It wasn’t until recently that i paid attention to truncation during concatenation, but that’s because whenever I used concatenation before it was only using short data lengths so I didn’t see the effects of truncation.
When I first noticed that truncation can occur I was building a Huge piece of dynamic SQL , Don’t worry this was just a setup script designed to be ran just once and then saved off for later use on other servers where required, it’s not like I was going to run this thing every couple of minutes on Production or anything
So there I was building this massive VARCHAR(MAX) string and concatenated at various points in my code were Database names of the datatype NVARCHAR(128).
The interesting part was that I was expecting SQL server to use my largest data type – the VARCHAR(MAX) and just concatenate the NVARCHAR(128) values into it
this was not the case – what actually happened was my string of VARCHAR(MAX) characters being truncated down to an NVARCHAR(4000)!
There is a reason for this and its all to do with Data Type Precedence in this case the NVARCHAR is preceding my VARCHAR unless of course I explicitly convert the NVARCHAR to a VARCHAR.

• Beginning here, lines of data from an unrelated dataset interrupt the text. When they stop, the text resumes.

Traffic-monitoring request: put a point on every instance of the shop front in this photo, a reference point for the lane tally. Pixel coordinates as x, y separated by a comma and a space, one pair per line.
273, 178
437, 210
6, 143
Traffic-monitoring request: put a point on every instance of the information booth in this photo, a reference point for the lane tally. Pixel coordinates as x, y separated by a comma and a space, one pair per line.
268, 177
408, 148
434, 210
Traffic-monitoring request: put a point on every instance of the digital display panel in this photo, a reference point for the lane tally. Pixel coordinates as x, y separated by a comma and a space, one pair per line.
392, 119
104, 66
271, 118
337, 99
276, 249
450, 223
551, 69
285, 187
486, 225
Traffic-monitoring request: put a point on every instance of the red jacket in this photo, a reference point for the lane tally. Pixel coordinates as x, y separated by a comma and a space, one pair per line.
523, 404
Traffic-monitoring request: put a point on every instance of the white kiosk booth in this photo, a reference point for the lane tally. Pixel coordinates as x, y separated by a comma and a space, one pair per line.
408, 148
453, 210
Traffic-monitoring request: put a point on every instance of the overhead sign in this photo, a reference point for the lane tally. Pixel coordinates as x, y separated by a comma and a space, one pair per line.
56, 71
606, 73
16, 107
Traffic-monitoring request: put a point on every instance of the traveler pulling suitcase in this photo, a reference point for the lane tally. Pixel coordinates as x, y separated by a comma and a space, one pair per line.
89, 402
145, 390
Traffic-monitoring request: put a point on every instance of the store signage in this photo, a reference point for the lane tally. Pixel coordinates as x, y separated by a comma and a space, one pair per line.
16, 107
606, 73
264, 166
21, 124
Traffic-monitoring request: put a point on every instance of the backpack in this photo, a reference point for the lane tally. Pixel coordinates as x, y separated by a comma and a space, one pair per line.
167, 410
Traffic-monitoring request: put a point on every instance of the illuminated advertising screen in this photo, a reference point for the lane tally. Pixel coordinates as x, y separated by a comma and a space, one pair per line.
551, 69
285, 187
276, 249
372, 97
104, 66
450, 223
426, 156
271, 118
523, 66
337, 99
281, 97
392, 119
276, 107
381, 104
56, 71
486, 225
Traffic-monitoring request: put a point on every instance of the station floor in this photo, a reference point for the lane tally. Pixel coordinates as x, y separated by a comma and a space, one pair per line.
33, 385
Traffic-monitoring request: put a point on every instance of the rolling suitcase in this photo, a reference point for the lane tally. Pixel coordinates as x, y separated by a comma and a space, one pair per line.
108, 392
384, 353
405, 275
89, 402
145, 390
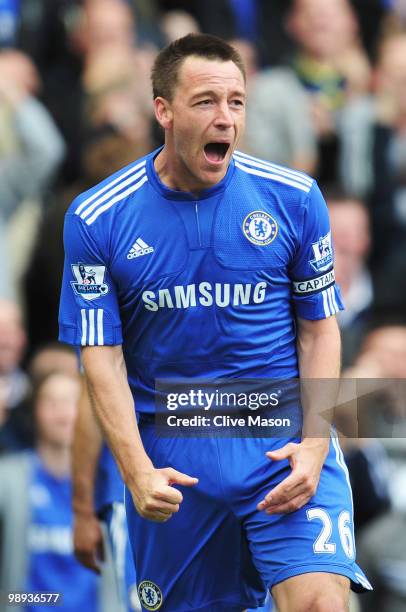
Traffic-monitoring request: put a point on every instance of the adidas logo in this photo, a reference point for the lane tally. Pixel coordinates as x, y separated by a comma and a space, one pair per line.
139, 248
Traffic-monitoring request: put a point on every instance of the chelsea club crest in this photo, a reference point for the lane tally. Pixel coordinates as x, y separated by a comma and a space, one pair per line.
150, 595
260, 228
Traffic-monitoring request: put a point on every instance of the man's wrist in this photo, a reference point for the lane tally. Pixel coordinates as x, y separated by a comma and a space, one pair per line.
83, 509
322, 444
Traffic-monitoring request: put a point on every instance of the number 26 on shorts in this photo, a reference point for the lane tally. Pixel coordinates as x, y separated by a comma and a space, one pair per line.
322, 543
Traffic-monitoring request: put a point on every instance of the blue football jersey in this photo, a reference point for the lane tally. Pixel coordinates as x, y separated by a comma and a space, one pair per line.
205, 287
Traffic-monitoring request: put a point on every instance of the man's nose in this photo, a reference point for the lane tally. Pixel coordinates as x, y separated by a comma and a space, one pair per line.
224, 117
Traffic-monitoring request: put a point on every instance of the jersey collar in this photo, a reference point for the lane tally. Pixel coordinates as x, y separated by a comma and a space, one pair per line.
172, 194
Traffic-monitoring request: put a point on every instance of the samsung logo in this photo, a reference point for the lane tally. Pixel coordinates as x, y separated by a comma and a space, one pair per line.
205, 294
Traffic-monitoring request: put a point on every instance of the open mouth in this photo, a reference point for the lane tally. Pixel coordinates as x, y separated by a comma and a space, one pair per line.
215, 152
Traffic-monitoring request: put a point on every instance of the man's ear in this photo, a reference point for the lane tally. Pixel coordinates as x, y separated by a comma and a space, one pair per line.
163, 112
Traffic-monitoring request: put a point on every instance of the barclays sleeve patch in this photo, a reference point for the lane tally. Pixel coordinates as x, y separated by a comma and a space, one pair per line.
89, 281
323, 254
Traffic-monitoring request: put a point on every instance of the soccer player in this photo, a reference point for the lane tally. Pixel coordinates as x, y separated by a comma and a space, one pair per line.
212, 264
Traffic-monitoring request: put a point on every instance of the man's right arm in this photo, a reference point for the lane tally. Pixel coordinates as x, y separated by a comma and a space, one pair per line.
154, 497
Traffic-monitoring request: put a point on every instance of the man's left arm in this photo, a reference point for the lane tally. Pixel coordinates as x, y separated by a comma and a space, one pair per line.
319, 358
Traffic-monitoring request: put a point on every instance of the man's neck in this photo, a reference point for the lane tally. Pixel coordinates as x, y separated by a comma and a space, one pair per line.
175, 175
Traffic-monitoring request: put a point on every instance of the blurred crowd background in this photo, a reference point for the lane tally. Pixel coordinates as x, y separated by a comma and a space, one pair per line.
327, 95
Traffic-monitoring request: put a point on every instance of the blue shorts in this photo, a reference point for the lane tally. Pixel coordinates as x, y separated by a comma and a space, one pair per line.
114, 518
219, 553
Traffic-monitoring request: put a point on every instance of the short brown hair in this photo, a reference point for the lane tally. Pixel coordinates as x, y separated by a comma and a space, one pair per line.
166, 67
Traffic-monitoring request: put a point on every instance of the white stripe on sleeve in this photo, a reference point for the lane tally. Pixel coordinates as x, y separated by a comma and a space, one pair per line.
84, 326
325, 303
91, 327
100, 335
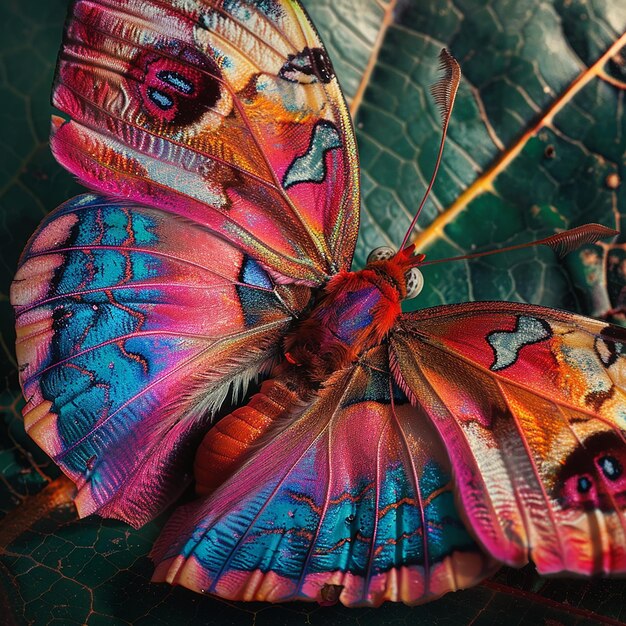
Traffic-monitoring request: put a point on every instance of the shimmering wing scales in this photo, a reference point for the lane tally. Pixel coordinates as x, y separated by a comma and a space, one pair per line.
349, 498
227, 112
530, 403
132, 324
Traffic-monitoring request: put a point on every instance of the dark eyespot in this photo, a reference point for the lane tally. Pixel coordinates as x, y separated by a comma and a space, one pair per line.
162, 100
610, 467
322, 66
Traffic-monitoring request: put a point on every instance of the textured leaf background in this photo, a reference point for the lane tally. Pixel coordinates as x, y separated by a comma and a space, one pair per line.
537, 143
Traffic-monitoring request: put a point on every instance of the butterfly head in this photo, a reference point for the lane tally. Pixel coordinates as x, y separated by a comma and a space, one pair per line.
400, 267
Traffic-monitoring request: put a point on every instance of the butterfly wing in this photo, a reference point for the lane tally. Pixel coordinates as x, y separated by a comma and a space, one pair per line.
349, 498
530, 404
225, 112
132, 324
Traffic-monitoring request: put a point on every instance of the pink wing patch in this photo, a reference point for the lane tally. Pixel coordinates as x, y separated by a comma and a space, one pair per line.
530, 404
132, 325
227, 113
349, 499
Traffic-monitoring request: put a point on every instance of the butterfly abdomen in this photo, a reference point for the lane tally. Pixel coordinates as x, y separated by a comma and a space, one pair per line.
228, 444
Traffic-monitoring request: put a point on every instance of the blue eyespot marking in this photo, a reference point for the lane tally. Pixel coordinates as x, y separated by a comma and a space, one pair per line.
176, 80
160, 99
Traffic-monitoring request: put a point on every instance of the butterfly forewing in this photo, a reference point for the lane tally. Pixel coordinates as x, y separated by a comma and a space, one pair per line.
225, 112
132, 325
530, 404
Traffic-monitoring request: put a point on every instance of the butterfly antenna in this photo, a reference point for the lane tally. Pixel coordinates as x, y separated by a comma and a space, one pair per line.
562, 243
444, 93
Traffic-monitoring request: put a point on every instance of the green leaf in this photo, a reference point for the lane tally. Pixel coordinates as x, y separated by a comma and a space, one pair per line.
536, 135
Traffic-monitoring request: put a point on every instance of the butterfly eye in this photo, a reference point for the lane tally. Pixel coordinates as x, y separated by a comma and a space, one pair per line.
380, 254
414, 282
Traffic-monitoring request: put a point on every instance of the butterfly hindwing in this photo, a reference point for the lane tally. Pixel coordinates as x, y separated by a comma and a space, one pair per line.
349, 497
132, 325
227, 112
530, 404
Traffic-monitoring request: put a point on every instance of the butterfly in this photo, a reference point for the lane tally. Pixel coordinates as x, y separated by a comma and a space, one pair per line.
387, 455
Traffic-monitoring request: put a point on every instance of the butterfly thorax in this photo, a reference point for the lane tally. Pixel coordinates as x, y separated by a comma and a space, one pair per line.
355, 313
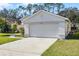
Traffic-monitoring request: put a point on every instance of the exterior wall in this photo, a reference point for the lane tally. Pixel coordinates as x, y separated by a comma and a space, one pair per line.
61, 30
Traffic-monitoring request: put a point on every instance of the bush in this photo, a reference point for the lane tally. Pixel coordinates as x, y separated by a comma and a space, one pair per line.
73, 36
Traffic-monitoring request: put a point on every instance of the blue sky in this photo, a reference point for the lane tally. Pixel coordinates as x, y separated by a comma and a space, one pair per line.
15, 5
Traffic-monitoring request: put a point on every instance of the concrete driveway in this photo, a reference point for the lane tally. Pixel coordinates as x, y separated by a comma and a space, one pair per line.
26, 46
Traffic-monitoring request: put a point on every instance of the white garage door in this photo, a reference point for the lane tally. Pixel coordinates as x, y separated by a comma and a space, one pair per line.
44, 30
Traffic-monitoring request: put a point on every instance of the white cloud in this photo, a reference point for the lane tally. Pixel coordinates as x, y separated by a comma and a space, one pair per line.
4, 5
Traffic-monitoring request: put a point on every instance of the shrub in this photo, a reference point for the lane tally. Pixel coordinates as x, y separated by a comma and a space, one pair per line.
73, 36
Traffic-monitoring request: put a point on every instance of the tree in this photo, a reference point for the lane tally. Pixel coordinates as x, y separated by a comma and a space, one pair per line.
38, 7
29, 8
59, 6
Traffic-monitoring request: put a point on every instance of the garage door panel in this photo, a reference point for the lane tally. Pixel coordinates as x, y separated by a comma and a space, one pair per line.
44, 30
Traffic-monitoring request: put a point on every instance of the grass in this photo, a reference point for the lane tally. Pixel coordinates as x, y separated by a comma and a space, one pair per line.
8, 34
6, 40
63, 48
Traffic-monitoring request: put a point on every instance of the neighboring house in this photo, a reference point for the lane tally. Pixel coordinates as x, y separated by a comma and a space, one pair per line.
45, 24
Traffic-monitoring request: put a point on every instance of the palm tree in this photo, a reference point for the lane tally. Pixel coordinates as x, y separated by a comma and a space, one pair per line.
29, 8
38, 7
59, 6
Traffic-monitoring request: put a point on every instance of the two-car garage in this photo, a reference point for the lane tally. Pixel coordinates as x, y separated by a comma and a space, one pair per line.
45, 24
44, 30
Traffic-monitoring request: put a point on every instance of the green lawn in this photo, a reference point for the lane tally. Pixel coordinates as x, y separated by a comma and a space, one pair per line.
63, 48
8, 34
6, 40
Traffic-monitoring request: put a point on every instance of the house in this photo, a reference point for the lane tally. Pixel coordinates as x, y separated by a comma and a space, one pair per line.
46, 24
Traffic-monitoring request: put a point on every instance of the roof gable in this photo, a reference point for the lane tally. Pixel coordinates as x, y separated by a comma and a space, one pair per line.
44, 16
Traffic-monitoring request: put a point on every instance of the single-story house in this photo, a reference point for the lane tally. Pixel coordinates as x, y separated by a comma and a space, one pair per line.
46, 24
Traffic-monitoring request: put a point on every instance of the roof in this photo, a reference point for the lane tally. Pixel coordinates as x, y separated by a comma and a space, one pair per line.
27, 18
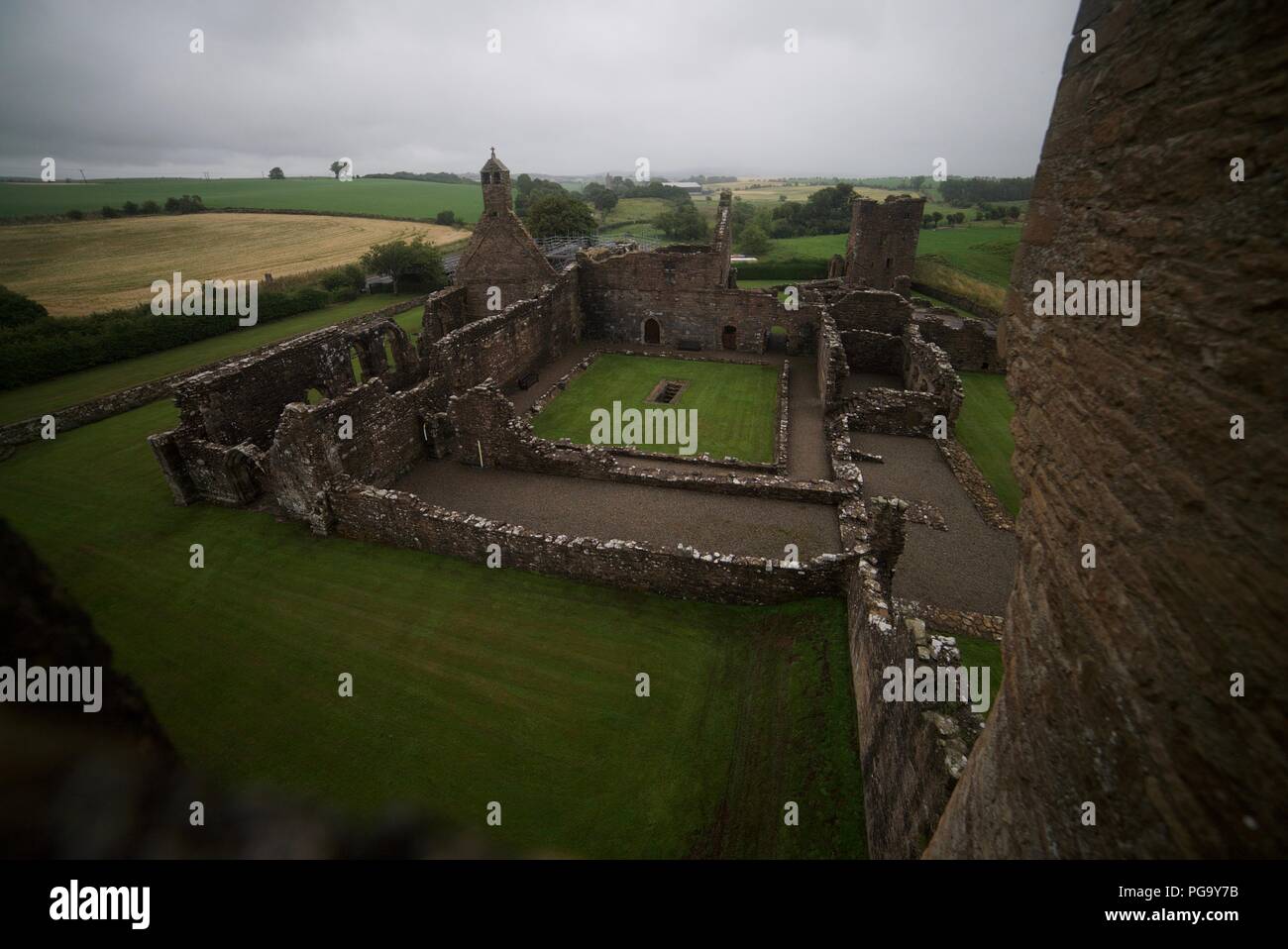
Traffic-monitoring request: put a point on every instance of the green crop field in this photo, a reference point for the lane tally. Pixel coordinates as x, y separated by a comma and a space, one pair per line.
983, 250
471, 685
390, 197
984, 430
735, 403
58, 393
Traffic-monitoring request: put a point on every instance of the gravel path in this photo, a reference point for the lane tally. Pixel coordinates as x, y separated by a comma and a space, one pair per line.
608, 510
971, 566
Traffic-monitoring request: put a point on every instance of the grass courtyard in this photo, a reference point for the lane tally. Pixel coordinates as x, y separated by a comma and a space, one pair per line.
471, 685
735, 403
984, 430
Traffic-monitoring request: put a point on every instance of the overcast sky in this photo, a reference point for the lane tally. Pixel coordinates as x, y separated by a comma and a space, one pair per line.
876, 88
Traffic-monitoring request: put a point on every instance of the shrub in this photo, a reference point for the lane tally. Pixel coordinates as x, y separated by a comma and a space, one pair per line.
17, 309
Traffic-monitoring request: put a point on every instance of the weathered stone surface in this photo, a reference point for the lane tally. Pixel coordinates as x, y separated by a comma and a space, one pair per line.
1119, 678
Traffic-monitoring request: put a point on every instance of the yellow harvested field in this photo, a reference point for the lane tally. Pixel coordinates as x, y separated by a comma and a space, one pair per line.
75, 268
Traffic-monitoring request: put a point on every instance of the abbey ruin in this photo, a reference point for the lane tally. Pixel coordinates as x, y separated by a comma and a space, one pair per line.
1117, 689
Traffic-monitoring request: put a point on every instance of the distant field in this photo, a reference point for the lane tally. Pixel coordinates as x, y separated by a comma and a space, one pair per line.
80, 266
735, 403
394, 198
58, 393
471, 685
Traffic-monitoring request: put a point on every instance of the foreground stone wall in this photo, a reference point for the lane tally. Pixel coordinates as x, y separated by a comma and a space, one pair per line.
400, 519
1119, 684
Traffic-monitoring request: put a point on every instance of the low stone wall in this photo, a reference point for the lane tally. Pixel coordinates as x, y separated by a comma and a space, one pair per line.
975, 484
365, 512
485, 424
867, 351
954, 622
134, 397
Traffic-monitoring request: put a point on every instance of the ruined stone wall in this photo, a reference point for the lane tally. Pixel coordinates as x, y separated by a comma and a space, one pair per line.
832, 369
445, 312
509, 344
926, 369
874, 352
868, 309
400, 519
911, 752
893, 412
618, 294
883, 244
387, 437
1119, 684
971, 344
500, 254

Normally for me this would go undetected as the length of string that I would normally concatenate is way below 4000 chars but as i said earlier – this was a massive piece of dynamic SQL approx 36000 characters in length.
To illustrate the issue better I have put together some examples which show when truncation can occur.
For my NVARCHAR Value I will be using the results of the below query :
SELECT TOP 1 name FROM sys.databases ORDER BY name ASC
Result: AdventureWorks2014 (18 Characters in Length)
I will be using this query throughout the examples so that we return a real result from a table, then we will be concatenating the results of two REPLICATE functions just so that we can keep things tidy for the demonstration (and to save me having to count out 4000 Characters of text )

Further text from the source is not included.